On Thu, 03 Aug 2006 12:17:03 +0200, Manlio Perillo <[EMAIL PROTECTED]> wrote:
I'm interested in this.
Are there any examples?
I would like to add a section on authorization, too.
The avatar object is exactly that kind of example. It contains all the needed
information to authorize it at application level through some locateChild level
mechanism.
There are many examples of that in stiq.
Line 19:
The most secure way is to use HTTPS, based on SSL. But SSL can cause
too burden on an application.
The most secure way to do what?
To use sessions.
I think you are confused here... HTTPS and sessions are 2 totally different
things.
Line 82:
* when an user want to change the email and you send the forgotten
password via email, ask for the password.
This is just senseless. I forgot the password and I want it back. To
have it back I should insert it? Didn't I forget it?
No, you misunderstand what I have written ;-).
It's not very clear.
The system should ask for the user password when the user wants to
change its email address.
This is important *if* the system allow an user to ask for its forgotten
password and this is sent to its email address.
An attacker (that obtained a valid session ID) can change the account
email address and ask for the password!
This is a non-problem with my guard. Asking authentication each time
invalidates the current session credentials (because you changed the password
in the database when you autogenerated a new one). To reach the user pages
again you'd have to know the autogenerated one. because the one stored in the
session is not valid anymore.
Session section:
Why is it suggested to use cookies when at the end of the same
subsection you say that this approach has several flaws?
Because, by design, sessions are not good for authentication.
sessions are not authentication, of course they are not good for that.
However cookies based sessions are better that URL based sessions or
form based sessions.
They are different kind of things. Sometimes clients don't support cookies. How
are you going to provide a usable website for them?
The only flaw of a well written session management system (as I can
understand) is a replication attack (done by someone that can see the
traffic beetwen client and server).
Just use HTTPS.
This assuming that one isn't using permanent sessions.
There is no such thing as permanent sessions. They might be persistent for some
time but not permanent.
A persistent cookie for a day or so can be used when a
simple login is done. Transient cookies and session for anonymous sessions.
Line 41x:
This looks WAAAAAAY too paranoid for the real risks.
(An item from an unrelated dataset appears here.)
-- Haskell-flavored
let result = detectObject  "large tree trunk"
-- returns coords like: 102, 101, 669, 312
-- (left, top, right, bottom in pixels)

Just use HTTPS is
you are so scared of people stealing other's passwords.
No, because HTTPS **is not** needed to keep user's password safe.
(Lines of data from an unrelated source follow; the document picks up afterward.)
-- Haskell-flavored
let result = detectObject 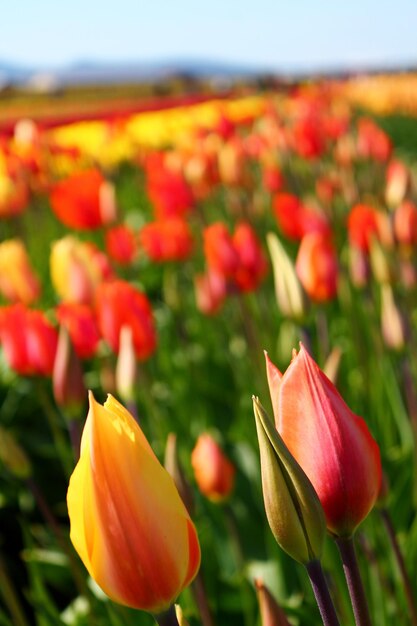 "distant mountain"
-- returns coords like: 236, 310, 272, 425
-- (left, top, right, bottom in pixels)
0, 59, 270, 88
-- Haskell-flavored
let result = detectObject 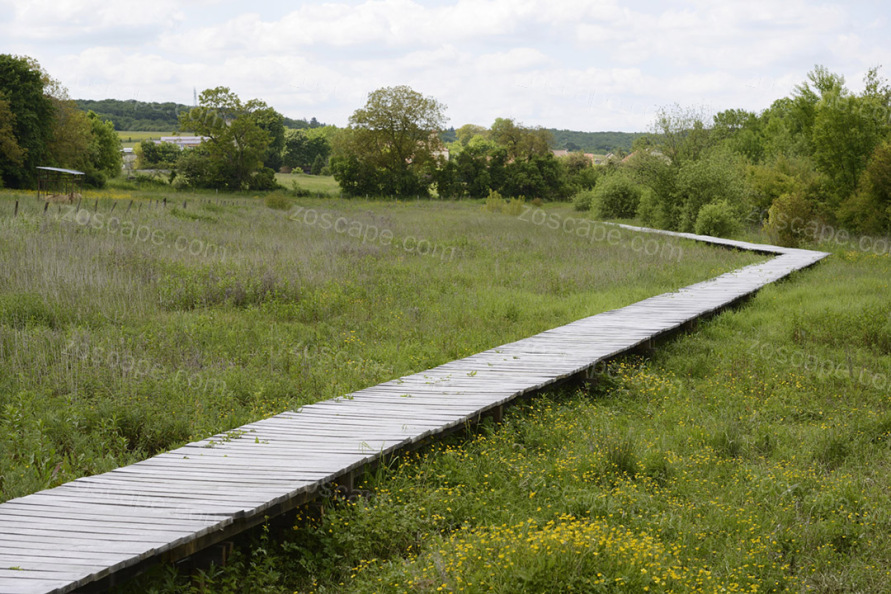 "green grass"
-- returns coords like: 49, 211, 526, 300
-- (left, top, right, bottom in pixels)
275, 173, 340, 197
120, 244, 891, 593
118, 130, 176, 148
0, 183, 760, 500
It is only need for the login page.
Much of the problems you are trying to find here are all resolved by using
https for everything in your website. I doubt it's worth to lose so much
developer time in trying to make secure something that cannot be secure by
design (there is a machine that is not under your control and that is also the
one you want to protect). Just use HTTPS for all your website. Safer and
simpler.
No.
I can create a complete "static" site, with all Resources created at
start time.
You can do _EXACTLY_ the same thing with guard. Did I mention that guard is
like it is to avoid changing ANY code in your application?
Maybe I need to add some examples.
And I would like to do some benchmark to understand the cost of creating
every resource object on the fly.
rend.Page() objects are made to be destroyed for every request. And this will
be enforced without the context. Also... Are you actually worrying about
creating one object compared to the cost of rendering a dynamic page? (and
locating it!) Of course there's nothing that prevents you to return always the
same page object from guard.
And guard has some (avoidable) security problems, too...
It uses URLs based sessions without my permission.
my who? user? developer?
Here I'm really curious.
Is cred + guard really so reusable?
yes.
As an example, how easy it is to write an integrated authentication code
(as an example on Windows's Active Directory)?
IIRC Active Directory is pretty much LDAP. Which means that it's almost a
no-brainer.
The session handling code can be factored out in a Mixin class.
This mixin only have to check for a session and, if available, to set
the username attribute on the request object (or None, if no session
exists).
Requires changing the application code which might not react as expected to the
mixin.
This allow one to write custom code, as an example one can create an
additional cookie with a signed and crypted client address, using the
same interface.
Or, more paranoic, one can create an additional cookie with a signed and
maybe encrypted serial number.
This number is incremented at every request (both on the session cookie
and on the session object) and checked.
This looks so paranoid I can't believe anyone could use it... Why should I need
such a secure way of communicating through the web? there are already other
kinds of mechanism that are even more secure than that. I think HTTPS, secure
cookies and encrypted cookie values are more than enough to barely trust a
cookie.
Anyway it seems reasonable to factor out the cookie handling stuff.